When selling a business, synergies hold the key

KeyIn business sales, the most successful transactions are those where both parties benefit from the deal.

One of the key roles of the M&A Adviser is to understand the synergies an acquisition would provide to potential buyers. This is essential when preparing the approach to market and selecting suitable acquirers.

The simple result of synergy is that 1+1=3; in other words that the acquirer is able to quantify return on investment to deliver a result that is worth more than the combined value of the 2 businesses.

Certain synergies are easier to quantify and usually relate to operational cost – for example staff costs, production costs, sales and marketing costs.

Others are more subjective and their value will vary depending on the acquiring business. These are generally associated with business activity resulting in reduced business risk and increased growth opportunities. For example, acquiring a key supplier reduces risk in the production or supply chain. Acquiring a competitor increases market share and reduces risk and in some circumstances brings added value such as better processes.

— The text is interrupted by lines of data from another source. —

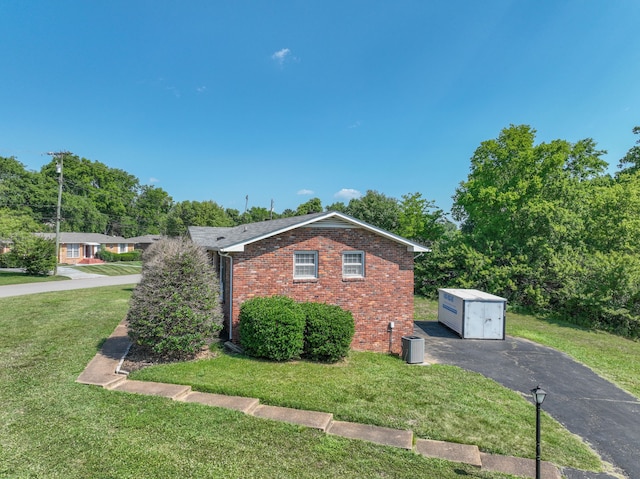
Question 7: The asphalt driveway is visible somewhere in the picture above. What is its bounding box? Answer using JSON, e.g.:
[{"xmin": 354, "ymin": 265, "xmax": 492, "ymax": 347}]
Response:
[{"xmin": 414, "ymin": 321, "xmax": 640, "ymax": 479}]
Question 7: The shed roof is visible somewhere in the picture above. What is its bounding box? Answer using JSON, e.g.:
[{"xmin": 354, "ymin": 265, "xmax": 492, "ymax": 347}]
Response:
[{"xmin": 189, "ymin": 211, "xmax": 430, "ymax": 252}]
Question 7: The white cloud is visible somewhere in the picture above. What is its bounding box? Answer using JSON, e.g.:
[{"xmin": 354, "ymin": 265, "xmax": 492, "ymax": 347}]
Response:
[
  {"xmin": 333, "ymin": 188, "xmax": 362, "ymax": 200},
  {"xmin": 271, "ymin": 48, "xmax": 291, "ymax": 65}
]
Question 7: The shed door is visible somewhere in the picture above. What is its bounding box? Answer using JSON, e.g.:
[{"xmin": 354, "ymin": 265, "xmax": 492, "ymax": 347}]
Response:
[{"xmin": 464, "ymin": 301, "xmax": 504, "ymax": 339}]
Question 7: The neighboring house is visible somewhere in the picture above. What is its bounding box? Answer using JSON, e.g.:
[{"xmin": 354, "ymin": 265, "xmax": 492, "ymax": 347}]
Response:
[
  {"xmin": 189, "ymin": 211, "xmax": 429, "ymax": 353},
  {"xmin": 127, "ymin": 235, "xmax": 162, "ymax": 251},
  {"xmin": 35, "ymin": 233, "xmax": 134, "ymax": 264}
]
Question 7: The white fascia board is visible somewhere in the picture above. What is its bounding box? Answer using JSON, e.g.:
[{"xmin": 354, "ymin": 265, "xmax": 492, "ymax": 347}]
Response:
[{"xmin": 220, "ymin": 211, "xmax": 431, "ymax": 253}]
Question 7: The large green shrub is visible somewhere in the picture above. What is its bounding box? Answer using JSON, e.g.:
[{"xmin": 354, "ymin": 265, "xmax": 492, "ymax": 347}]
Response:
[
  {"xmin": 127, "ymin": 239, "xmax": 222, "ymax": 359},
  {"xmin": 240, "ymin": 296, "xmax": 305, "ymax": 361},
  {"xmin": 301, "ymin": 303, "xmax": 355, "ymax": 363},
  {"xmin": 96, "ymin": 249, "xmax": 115, "ymax": 263},
  {"xmin": 11, "ymin": 233, "xmax": 56, "ymax": 276},
  {"xmin": 96, "ymin": 249, "xmax": 142, "ymax": 263}
]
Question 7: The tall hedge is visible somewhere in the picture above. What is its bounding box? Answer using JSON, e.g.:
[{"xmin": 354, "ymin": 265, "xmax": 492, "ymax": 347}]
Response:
[
  {"xmin": 240, "ymin": 296, "xmax": 305, "ymax": 361},
  {"xmin": 127, "ymin": 238, "xmax": 223, "ymax": 359}
]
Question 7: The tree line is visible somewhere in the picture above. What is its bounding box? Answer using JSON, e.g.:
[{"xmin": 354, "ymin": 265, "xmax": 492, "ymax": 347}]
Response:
[{"xmin": 0, "ymin": 125, "xmax": 640, "ymax": 337}]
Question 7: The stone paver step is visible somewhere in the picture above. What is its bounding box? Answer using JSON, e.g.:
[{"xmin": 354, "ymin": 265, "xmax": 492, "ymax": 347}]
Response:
[
  {"xmin": 180, "ymin": 391, "xmax": 260, "ymax": 414},
  {"xmin": 416, "ymin": 439, "xmax": 482, "ymax": 467},
  {"xmin": 112, "ymin": 380, "xmax": 191, "ymax": 400},
  {"xmin": 480, "ymin": 452, "xmax": 561, "ymax": 479},
  {"xmin": 327, "ymin": 421, "xmax": 413, "ymax": 449},
  {"xmin": 252, "ymin": 405, "xmax": 333, "ymax": 431}
]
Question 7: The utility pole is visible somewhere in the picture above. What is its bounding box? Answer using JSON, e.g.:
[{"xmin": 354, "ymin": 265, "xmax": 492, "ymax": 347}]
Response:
[{"xmin": 47, "ymin": 151, "xmax": 69, "ymax": 276}]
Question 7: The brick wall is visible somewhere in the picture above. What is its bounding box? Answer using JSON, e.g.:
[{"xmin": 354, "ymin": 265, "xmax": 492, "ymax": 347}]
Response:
[{"xmin": 233, "ymin": 228, "xmax": 414, "ymax": 353}]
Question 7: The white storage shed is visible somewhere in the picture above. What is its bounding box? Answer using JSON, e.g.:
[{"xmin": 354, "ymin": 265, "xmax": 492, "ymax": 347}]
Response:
[{"xmin": 438, "ymin": 288, "xmax": 507, "ymax": 339}]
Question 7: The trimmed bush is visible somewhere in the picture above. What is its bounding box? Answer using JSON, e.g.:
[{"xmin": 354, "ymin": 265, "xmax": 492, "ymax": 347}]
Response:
[
  {"xmin": 240, "ymin": 296, "xmax": 305, "ymax": 361},
  {"xmin": 301, "ymin": 303, "xmax": 355, "ymax": 363},
  {"xmin": 127, "ymin": 238, "xmax": 223, "ymax": 359}
]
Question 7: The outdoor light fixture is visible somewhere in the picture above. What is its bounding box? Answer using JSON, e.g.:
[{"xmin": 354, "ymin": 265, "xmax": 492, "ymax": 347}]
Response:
[{"xmin": 531, "ymin": 385, "xmax": 547, "ymax": 479}]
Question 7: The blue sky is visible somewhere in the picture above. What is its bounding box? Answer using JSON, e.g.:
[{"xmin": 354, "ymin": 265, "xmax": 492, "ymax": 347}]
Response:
[{"xmin": 0, "ymin": 0, "xmax": 640, "ymax": 216}]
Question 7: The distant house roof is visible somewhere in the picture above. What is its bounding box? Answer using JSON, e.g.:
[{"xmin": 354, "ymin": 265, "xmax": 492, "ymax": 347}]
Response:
[
  {"xmin": 34, "ymin": 232, "xmax": 132, "ymax": 244},
  {"xmin": 127, "ymin": 235, "xmax": 162, "ymax": 244},
  {"xmin": 189, "ymin": 211, "xmax": 430, "ymax": 253}
]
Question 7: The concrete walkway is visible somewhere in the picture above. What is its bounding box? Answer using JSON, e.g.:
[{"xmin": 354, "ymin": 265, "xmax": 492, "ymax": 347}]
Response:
[
  {"xmin": 414, "ymin": 321, "xmax": 640, "ymax": 479},
  {"xmin": 77, "ymin": 320, "xmax": 561, "ymax": 479}
]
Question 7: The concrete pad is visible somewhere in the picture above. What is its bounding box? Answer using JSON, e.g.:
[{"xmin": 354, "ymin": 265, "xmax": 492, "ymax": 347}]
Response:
[
  {"xmin": 327, "ymin": 421, "xmax": 413, "ymax": 449},
  {"xmin": 180, "ymin": 392, "xmax": 260, "ymax": 414},
  {"xmin": 480, "ymin": 453, "xmax": 562, "ymax": 479},
  {"xmin": 76, "ymin": 319, "xmax": 131, "ymax": 388},
  {"xmin": 112, "ymin": 380, "xmax": 191, "ymax": 400},
  {"xmin": 252, "ymin": 405, "xmax": 333, "ymax": 431},
  {"xmin": 76, "ymin": 353, "xmax": 126, "ymax": 389},
  {"xmin": 416, "ymin": 439, "xmax": 482, "ymax": 467}
]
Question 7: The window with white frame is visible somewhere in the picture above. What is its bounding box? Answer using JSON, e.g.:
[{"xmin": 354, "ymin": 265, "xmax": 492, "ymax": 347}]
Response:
[
  {"xmin": 67, "ymin": 243, "xmax": 80, "ymax": 258},
  {"xmin": 293, "ymin": 251, "xmax": 318, "ymax": 279},
  {"xmin": 342, "ymin": 251, "xmax": 364, "ymax": 278}
]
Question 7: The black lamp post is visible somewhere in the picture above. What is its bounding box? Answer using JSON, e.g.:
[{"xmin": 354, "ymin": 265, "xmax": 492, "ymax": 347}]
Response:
[{"xmin": 531, "ymin": 386, "xmax": 547, "ymax": 479}]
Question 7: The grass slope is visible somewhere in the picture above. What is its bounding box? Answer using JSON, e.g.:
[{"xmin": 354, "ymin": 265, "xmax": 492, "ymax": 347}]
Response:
[
  {"xmin": 0, "ymin": 271, "xmax": 69, "ymax": 286},
  {"xmin": 74, "ymin": 261, "xmax": 142, "ymax": 276},
  {"xmin": 0, "ymin": 286, "xmax": 516, "ymax": 479}
]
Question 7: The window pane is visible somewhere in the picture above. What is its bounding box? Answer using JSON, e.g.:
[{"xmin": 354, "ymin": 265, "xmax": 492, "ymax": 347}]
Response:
[
  {"xmin": 293, "ymin": 251, "xmax": 318, "ymax": 278},
  {"xmin": 342, "ymin": 251, "xmax": 364, "ymax": 276}
]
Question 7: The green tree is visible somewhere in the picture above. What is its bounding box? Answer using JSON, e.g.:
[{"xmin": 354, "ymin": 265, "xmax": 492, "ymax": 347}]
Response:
[
  {"xmin": 397, "ymin": 193, "xmax": 445, "ymax": 243},
  {"xmin": 132, "ymin": 185, "xmax": 173, "ymax": 236},
  {"xmin": 618, "ymin": 126, "xmax": 640, "ymax": 175},
  {"xmin": 40, "ymin": 154, "xmax": 140, "ymax": 236},
  {"xmin": 344, "ymin": 190, "xmax": 400, "ymax": 233},
  {"xmin": 296, "ymin": 198, "xmax": 322, "ymax": 216},
  {"xmin": 167, "ymin": 201, "xmax": 234, "ymax": 236},
  {"xmin": 11, "ymin": 233, "xmax": 56, "ymax": 276}
]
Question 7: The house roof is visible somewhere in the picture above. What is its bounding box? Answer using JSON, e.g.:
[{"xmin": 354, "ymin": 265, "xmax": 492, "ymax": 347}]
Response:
[
  {"xmin": 34, "ymin": 232, "xmax": 132, "ymax": 244},
  {"xmin": 127, "ymin": 235, "xmax": 162, "ymax": 244},
  {"xmin": 189, "ymin": 211, "xmax": 430, "ymax": 253}
]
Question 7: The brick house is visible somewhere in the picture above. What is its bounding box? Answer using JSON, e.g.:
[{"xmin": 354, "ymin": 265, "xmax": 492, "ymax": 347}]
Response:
[
  {"xmin": 35, "ymin": 232, "xmax": 134, "ymax": 264},
  {"xmin": 189, "ymin": 211, "xmax": 429, "ymax": 353}
]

The key point about synergies is that the benefits are cumulative and ultimately become quantifiable.

In a recent transaction, a retirement sale, our Client had an established, successful engineering supplies business. Following a detailed assessment of the business the Evolution team identified that the maximum number of synergies would be in the wider Engineering and Construction equipment sector. This included Private Equity companies specialising in the sector and trade buyers in complementary sectors.

Our Client’s business was long established, still growing and consistently profitable. It had a strong client base, high levels of repeat business and an excellent customer service record. However, it still provided considerable opportunity for growth – in particular through modernising sales and order processing.

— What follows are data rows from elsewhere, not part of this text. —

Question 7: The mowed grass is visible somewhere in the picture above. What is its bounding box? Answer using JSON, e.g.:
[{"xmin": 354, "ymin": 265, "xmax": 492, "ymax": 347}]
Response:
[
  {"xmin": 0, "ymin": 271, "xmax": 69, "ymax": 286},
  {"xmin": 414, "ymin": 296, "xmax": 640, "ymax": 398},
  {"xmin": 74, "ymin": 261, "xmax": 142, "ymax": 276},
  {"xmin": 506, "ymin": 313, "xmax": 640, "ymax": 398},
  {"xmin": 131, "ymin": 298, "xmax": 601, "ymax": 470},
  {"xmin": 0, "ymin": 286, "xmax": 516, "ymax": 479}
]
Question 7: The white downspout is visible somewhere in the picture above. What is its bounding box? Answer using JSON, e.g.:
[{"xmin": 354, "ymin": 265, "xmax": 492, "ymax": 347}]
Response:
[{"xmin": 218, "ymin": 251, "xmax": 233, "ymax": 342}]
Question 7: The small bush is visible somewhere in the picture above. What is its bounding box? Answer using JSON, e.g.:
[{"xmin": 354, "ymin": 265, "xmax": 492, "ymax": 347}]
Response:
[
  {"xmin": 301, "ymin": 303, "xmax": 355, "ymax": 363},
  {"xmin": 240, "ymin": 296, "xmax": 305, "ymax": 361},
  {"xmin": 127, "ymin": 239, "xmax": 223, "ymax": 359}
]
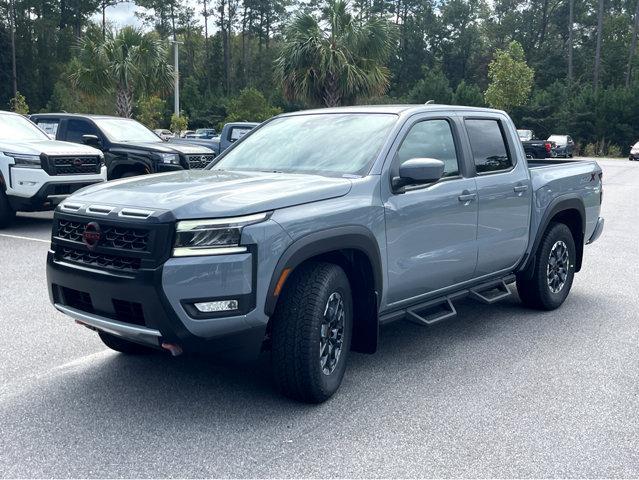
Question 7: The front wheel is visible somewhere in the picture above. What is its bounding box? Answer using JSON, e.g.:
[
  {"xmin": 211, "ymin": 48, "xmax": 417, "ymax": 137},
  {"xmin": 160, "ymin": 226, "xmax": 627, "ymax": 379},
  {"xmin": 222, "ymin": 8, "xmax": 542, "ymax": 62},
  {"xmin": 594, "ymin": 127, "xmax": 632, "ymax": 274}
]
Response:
[
  {"xmin": 517, "ymin": 223, "xmax": 576, "ymax": 310},
  {"xmin": 271, "ymin": 262, "xmax": 353, "ymax": 403}
]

Evolution’s highly targeted approach generated 3 acceptable offers – two from trade buyers and one from an equity backed venture with a “buy and build” strategy. Whilst the equity backed venture was attractive, our Client accepted an offer from one of the trade buyers in a complementary sector.

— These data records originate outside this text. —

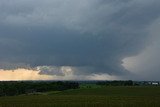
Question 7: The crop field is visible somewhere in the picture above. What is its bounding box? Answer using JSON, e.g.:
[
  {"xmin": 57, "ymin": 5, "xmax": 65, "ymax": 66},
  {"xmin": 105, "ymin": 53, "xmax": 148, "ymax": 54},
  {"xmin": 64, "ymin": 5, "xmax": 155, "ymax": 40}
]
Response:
[{"xmin": 0, "ymin": 86, "xmax": 160, "ymax": 107}]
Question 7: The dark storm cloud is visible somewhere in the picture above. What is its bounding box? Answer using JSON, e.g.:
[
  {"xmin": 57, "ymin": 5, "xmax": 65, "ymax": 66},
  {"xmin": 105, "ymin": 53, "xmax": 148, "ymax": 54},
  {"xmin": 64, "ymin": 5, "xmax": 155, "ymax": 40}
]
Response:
[{"xmin": 0, "ymin": 0, "xmax": 160, "ymax": 75}]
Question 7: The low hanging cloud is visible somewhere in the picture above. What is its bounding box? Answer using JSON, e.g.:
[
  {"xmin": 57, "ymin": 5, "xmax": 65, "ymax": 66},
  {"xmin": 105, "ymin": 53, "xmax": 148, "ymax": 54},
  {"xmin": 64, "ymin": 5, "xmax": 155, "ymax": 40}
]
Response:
[{"xmin": 0, "ymin": 0, "xmax": 160, "ymax": 78}]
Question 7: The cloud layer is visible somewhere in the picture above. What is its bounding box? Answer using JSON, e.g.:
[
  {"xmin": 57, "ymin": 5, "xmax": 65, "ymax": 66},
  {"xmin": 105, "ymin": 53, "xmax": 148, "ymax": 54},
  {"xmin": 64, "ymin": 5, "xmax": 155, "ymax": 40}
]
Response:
[{"xmin": 0, "ymin": 0, "xmax": 160, "ymax": 79}]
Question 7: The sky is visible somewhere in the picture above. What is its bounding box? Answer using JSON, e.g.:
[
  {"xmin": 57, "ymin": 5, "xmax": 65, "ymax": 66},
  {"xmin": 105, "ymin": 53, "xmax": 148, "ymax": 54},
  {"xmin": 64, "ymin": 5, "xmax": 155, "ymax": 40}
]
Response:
[{"xmin": 0, "ymin": 0, "xmax": 160, "ymax": 81}]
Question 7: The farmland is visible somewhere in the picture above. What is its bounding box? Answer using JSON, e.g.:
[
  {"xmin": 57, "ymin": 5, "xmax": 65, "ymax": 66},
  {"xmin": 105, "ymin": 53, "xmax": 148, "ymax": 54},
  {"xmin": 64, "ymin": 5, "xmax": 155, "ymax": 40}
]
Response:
[{"xmin": 0, "ymin": 86, "xmax": 160, "ymax": 107}]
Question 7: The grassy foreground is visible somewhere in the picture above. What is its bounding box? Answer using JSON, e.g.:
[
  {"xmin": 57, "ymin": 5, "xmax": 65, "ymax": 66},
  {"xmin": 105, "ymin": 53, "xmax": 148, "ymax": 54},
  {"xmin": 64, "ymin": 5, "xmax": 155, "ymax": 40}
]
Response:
[{"xmin": 0, "ymin": 86, "xmax": 160, "ymax": 107}]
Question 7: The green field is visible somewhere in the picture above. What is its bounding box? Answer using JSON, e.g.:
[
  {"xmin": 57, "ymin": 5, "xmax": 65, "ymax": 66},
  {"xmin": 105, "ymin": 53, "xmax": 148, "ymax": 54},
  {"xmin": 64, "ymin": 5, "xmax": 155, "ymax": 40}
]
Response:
[{"xmin": 0, "ymin": 86, "xmax": 160, "ymax": 107}]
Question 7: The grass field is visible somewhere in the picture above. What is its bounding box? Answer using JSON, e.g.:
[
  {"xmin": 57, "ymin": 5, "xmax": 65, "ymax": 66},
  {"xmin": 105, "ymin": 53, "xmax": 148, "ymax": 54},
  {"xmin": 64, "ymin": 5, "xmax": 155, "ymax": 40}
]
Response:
[{"xmin": 0, "ymin": 86, "xmax": 160, "ymax": 107}]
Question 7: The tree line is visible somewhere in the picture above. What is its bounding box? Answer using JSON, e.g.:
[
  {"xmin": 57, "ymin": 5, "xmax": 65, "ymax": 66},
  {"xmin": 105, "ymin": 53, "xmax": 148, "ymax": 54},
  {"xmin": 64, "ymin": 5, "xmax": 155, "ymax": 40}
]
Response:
[
  {"xmin": 96, "ymin": 80, "xmax": 134, "ymax": 86},
  {"xmin": 0, "ymin": 81, "xmax": 79, "ymax": 96}
]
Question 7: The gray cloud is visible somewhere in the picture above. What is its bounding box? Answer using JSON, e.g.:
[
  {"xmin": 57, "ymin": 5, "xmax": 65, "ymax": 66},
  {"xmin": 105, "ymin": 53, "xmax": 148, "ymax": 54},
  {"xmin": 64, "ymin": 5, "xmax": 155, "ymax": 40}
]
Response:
[{"xmin": 0, "ymin": 0, "xmax": 160, "ymax": 78}]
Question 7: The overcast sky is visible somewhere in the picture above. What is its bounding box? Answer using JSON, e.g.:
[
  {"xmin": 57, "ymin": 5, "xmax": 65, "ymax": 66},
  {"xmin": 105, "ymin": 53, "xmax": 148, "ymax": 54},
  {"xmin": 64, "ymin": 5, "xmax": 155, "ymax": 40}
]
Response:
[{"xmin": 0, "ymin": 0, "xmax": 160, "ymax": 80}]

There were many synergies in this transaction, both financial and operational. The successful bidder had identified opportunities to improve sales, margins and customer service that could be applied across several of his businesses. Within a short time frame, new systems and processes were put in place that reduced cost of sale significantly, leading the buyer to believe they would achieve a 15% increase in net margin in the first year following completion even before factoring in the growth opportunities from cross-selling to the expanded customer base.